La mer est d’huile, je peux rêver

3 années déjà  •  PAR  •  0 Commentaires

La grenouille vient de s’immerger pour une heure. La mer est d’huile, pas de stress, malgré le sombre nuage qui semble vouloir chasser le ciel bleu, alors je peux rêver.

Je rêve d’avoir un bout de terre ici, en bordure du fleuve, au fond d’une baie, où l’on installerait la roulotte dans un premier temps (mes rêves ont presque la patience de mes moyens), et une petite cabane, une cuisine d’été en quelque sorte: un plancher, un toit et des murs en moustiquaire, question de ne rien perdre du spectacle! Avec une toilette et une douche, pour accommoder les courageux qui s’aventureraient jusqu’à notre pays sauvage. 

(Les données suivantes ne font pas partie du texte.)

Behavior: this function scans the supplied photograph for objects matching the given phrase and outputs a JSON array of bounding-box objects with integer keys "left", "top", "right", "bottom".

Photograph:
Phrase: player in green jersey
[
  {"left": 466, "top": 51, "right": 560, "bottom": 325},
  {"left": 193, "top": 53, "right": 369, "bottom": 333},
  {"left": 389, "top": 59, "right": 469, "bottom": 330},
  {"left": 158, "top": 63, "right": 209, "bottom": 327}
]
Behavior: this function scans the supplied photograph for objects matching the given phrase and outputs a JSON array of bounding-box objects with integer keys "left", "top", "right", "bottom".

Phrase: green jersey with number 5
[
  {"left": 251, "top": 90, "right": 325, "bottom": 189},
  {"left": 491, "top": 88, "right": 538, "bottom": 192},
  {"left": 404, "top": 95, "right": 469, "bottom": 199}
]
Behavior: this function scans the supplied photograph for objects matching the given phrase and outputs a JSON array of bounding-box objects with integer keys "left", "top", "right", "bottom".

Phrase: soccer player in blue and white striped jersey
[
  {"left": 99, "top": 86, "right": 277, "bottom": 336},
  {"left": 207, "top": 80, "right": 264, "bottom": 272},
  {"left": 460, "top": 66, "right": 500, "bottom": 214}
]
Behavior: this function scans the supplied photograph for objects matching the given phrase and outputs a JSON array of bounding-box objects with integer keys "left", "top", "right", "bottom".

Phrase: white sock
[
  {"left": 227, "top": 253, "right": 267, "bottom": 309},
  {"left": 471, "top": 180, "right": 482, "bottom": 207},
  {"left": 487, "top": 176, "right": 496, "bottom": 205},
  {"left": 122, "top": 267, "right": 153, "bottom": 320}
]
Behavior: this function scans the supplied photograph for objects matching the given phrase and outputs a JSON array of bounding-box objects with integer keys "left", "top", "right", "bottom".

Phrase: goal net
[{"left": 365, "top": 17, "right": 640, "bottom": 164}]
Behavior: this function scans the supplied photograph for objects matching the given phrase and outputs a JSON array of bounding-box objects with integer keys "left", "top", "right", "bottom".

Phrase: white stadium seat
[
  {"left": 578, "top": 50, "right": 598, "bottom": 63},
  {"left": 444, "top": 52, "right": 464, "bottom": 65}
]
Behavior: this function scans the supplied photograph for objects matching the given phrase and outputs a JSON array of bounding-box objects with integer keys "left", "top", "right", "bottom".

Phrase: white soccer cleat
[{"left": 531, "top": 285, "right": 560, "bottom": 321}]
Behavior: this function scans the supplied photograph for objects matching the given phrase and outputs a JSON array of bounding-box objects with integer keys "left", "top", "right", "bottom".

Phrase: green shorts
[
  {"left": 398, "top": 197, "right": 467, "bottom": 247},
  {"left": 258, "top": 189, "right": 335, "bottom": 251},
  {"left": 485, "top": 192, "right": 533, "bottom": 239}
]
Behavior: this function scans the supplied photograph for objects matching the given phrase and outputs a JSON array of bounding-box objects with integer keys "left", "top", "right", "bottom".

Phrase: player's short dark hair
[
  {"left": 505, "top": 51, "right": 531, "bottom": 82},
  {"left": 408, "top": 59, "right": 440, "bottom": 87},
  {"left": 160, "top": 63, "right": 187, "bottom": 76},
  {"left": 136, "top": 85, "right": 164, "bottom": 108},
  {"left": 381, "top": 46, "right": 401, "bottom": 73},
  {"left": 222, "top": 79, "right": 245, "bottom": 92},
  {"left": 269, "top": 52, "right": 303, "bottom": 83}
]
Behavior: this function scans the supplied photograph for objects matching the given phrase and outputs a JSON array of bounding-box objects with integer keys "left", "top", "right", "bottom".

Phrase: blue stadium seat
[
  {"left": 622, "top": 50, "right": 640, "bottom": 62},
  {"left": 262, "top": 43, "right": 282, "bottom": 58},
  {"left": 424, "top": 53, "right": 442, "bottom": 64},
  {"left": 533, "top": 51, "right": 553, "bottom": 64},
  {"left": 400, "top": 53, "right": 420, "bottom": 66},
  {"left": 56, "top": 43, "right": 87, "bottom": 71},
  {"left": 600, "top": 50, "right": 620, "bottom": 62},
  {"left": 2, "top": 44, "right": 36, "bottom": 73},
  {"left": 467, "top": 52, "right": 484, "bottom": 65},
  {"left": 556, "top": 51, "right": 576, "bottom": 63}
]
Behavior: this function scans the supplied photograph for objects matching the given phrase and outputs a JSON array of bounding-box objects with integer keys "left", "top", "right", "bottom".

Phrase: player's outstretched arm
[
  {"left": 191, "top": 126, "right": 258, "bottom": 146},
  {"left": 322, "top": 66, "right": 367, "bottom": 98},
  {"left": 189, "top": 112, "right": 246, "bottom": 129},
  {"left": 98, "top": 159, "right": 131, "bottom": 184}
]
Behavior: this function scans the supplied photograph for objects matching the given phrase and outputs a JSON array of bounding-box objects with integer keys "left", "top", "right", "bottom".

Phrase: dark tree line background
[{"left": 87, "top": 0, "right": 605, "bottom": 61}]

Une cuisine d’été, un vrai phantasme pour la femme que je suis! Un espace de rencontre convivial pour tous nos visiteurs tout en leur apportant l’autonomie. Je rêve. Je peux bien rêver de ne pas passer l’été à laver des draps et cuisiner pour 15 à chaque jour! L’autonomie, donc, très important! 

Un feu, une ou des guitares, percussions et autre violons, selon les convives… Vous ne jouez pas de musique? On a des cuillères ou un petit œuf pour vous! Et des « la la la » ça fera aussi l’affaire! Vous préférez la solitude aux guimauves partagées autour du feu? Ici, chacun est libre de faire ce qu’il veut. Pas d’offense… que du respect…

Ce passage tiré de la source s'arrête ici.